Friday, January 27, 2012
Every part has a story
Early in my career I was a material planner in the field service logistics organization of a large manufacturer and distributor of computers. I was responsible for planning for field returns, demand, supply (purchases and repairs) and inventory balances at the international logistics operations (ILO) facility, which was the central distribution center (DC) in the spare parts supply network. In those days the planning was mostly manual, with the assistance of spreadsheets. We knew the history of demand, but not much else. We didn't know the rate of consumption of the parts by service engineers and we didn't know the inventory levels in the supply locations below the central DC level.
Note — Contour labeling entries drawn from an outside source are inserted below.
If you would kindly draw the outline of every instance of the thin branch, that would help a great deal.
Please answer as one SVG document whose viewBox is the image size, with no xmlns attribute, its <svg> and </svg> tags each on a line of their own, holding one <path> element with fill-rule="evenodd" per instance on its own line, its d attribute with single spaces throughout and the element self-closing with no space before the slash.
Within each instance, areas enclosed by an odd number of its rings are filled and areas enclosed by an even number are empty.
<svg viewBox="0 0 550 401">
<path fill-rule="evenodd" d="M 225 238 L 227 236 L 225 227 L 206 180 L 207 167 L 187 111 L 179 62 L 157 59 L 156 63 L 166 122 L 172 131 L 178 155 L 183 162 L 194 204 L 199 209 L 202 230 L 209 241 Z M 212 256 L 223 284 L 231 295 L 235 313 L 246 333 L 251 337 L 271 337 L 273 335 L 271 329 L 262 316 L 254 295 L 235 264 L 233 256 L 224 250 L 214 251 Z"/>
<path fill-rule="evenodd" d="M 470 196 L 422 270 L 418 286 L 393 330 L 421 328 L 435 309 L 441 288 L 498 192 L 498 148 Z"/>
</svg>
As you can imagine, managing the balance between service levels and inventory investment was quite the challenge given the lack of completeness, accuracy and timeliness of information.
In the years since the capabilities of Enterprise Resource Planning (ERP) and Supply Chain Management (SCM) applications have improved dramatically. Today's material planners can see the history of consumption, demand and returns. They can see inventory balances across the supply network and have tools to enable planning distribution and re-distribution as needed. They employ sophisticated forecasting algorithms and incorporate additional information, such as the size of the installed base of equipment being supported, into the development of plans. The planner can even identify non-recurring demands, such as pipeline fill or trade show requirements, so they can be excluded from the demand history.
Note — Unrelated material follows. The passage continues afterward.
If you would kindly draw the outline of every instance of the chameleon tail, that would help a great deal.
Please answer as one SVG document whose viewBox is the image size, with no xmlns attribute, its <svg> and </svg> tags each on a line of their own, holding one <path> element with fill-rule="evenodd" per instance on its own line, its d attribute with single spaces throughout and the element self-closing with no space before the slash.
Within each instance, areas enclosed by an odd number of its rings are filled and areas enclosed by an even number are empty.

Even with all this information, material planning is still very much more of an art than a science. As one of my colleagues used to say – "Every part has a story". What has been missing is access to that story. Why is the failure rate of a part increasing - have the usage conditions changed or is it being put to a new and different use? Why are we seeing so many returns for a part – are the stocking level strategies being changed out in the field or is another part being used in its place? The list of questions is endless.
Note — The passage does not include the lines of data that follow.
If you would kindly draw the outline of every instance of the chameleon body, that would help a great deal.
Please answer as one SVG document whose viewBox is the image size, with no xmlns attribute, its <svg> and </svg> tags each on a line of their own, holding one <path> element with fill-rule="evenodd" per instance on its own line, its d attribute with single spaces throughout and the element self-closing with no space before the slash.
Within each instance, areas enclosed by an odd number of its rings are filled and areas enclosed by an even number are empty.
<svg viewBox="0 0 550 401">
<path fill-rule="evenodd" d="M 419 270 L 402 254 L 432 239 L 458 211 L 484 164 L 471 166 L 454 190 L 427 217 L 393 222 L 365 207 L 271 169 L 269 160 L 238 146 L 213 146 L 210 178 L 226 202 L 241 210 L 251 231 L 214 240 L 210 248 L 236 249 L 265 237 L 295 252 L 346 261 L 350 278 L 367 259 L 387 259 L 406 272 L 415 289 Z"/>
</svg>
Until very recently the planner had no means to conduct a dialogue with other interested and informed people, such as the branch logisticians or field service engineers, to learn that part's story. The increasing use of social business collaboration (SBC) platforms in the enterprise, and the integration of those SBC tools with existing ERP and SCM applications will enable the planner to fundamentally change how they perform their work. They will start their day reviewing the comments in their activity stream before they open their planning workbooks. Instead of reacting to events after-the-fact, they will be able to anticipate and plan for them in advance. By connecting the planner with their customers in the field the behaviors that stem from uncertainty and exacerbate problems, such as increasing local safety stock level in response to a (temporary) disruption in supply from an external supplier, can be avoided.
The role of the material planner will begin to resemble that of the conductor of an orchestra. They will lead and manage the discussions via the SBC platform and coordinate the adjustment of plans in the ERP / SCM accordingly. They will be able to improve customer service levels while simultaneously reducing inventory investment.
The ability to access previously inaccessible information is fundamentally changing the nature of work. A key resource constraint is being removed. I believe that there is a compelling business case for incorporating social business collaboration tools into enterprise business processes.
What do you think? Is this happening in your enterprise? Your thoughts are very much appreciated.